The universality of free fall, also known as the weak equivalency principle or the universal equality of inertial and passive-gravitational mass, is based on Newton’s law of gravity and has been independently verified by experiments like that of Eötvös and its successors (see Eötvös experiment). In free fall, a test body’s trajectory depends only on its position and initial speed, not on any of its material properties.[28]
A more straightforward example of this can be found in Einstein’s elevator experiment, which is depicted in the figure on the right. In this experiment, an observer in an enclosed room cannot determine whether the room is stationary in a gravitational field and the ball is accelerating, or whether they are in free space aboard a rocket that is accelerating at a rate equal to that of the gravitational field versus the ball, which has no acceleration upon release.[29]

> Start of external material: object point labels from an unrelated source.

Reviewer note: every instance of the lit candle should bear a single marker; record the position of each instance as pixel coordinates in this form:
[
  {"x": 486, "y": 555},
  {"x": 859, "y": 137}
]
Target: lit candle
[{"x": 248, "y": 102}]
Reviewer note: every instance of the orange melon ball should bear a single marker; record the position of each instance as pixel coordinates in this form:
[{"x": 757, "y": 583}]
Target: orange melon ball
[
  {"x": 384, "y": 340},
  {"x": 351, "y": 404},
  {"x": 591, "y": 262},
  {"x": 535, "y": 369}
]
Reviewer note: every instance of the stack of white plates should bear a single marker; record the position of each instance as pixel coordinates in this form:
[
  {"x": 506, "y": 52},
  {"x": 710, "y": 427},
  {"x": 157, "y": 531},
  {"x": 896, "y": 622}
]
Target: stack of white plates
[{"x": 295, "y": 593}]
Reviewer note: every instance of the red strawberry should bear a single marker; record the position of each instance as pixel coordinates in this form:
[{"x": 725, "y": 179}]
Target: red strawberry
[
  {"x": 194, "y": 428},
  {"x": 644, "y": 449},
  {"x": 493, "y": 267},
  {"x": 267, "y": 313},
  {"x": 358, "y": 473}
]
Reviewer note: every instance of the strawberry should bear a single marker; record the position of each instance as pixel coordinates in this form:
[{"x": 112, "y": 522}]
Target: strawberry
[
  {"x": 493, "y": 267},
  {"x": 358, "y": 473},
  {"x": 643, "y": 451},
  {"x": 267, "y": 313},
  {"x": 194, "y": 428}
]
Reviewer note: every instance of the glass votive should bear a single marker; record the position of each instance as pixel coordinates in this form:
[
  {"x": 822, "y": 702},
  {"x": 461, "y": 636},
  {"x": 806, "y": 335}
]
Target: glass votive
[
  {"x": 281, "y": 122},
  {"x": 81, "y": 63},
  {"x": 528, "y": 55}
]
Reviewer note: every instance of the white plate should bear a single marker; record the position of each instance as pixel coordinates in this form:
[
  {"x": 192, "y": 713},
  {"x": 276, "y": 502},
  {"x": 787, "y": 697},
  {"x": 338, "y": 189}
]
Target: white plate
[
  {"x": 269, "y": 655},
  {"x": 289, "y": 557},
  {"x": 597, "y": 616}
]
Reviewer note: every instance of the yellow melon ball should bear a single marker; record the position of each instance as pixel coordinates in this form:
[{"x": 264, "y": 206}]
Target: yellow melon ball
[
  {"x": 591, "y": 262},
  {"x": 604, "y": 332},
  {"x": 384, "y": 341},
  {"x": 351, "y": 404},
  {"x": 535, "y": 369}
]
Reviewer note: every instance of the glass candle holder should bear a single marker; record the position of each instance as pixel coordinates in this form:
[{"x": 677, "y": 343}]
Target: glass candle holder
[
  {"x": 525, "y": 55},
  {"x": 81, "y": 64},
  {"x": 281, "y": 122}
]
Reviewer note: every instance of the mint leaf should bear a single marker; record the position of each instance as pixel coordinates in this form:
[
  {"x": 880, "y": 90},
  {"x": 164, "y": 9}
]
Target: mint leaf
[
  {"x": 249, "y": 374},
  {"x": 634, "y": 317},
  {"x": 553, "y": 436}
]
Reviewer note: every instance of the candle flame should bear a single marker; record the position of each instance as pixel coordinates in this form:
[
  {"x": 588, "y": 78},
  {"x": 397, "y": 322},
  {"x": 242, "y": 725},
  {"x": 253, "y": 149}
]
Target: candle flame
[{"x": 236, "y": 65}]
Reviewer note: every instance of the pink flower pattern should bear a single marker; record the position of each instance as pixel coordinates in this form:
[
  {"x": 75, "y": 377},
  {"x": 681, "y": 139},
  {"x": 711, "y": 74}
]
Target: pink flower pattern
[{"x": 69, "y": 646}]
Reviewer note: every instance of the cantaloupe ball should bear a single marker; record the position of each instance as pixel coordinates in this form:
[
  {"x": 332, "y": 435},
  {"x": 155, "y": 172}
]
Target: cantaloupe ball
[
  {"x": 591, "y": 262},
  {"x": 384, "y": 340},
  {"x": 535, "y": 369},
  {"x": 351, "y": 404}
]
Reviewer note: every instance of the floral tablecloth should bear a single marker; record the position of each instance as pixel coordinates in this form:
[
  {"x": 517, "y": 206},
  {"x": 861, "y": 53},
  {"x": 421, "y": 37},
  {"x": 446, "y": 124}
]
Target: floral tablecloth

Because free fall is universal, motion under the effect of gravity cannot be distinguished from inertial motion in any visible way.
In mathematical terms, this new class of preferred movements is the geodesic motion associated with a particular link that depends on the gravitational potential gradient. It too establishes a geometry of space and time. This architecture retains the standard Euclidean geometry for space. All of spacetime, however, is more intricate.
The outcome of transporting spacetime vectors that can indicate a particle’s velocity (time-like vectors) will vary with the particle’s trajectory, as can be demonstrated using straightforward thought experiments that track the free-fall trajectories of various test particles; mathematically speaking, the Newtonian connection is not integrable. It follows that spacetime is bent from this. As a result, the Newton–Cartan theory provides a geometric description of Newtonian gravity that solely makes use of covariant ideas.
Relativistic generalization
Despite its interesting nature, geometric Newtonian gravity is only a limited application of (special) relativistic mechanics because of its foundation in classical mechanics.[32] In terms of symmetry, physics is Lorentz invariant, as in special relativity, as opposed to Galilei invariant, as in classical mechanics, in cases when gravity can be disregarded.
Translations, rotations, boosts, and reflections are all included in the Poincaré group, which is the defining symmetry of special relativity. When dealing with high-energy phenomena at speeds that are close to the speed of light, the distinctions between the two become crucial.[33]
Additional structures arise with Lorentz symmetry. The collection of light cones (see image) defines them.
The light-cones define a causal structure: for every event A, there exist a set of events (like event B in the image) for which it is theoretically possible for A to influence or be influenced by another event (like event C in the image) via signals or interactions that do not need to travel faster than light.
These sets don’t depend on the observer.[34] The light-cones, at least up to a positive scalar component, can be used to reconstruct the semi-Riemannian metric of the spacetime in conjunction with the world-lines of freely falling particles. This describes a conformal geometry, or conformal structure, mathematically[35].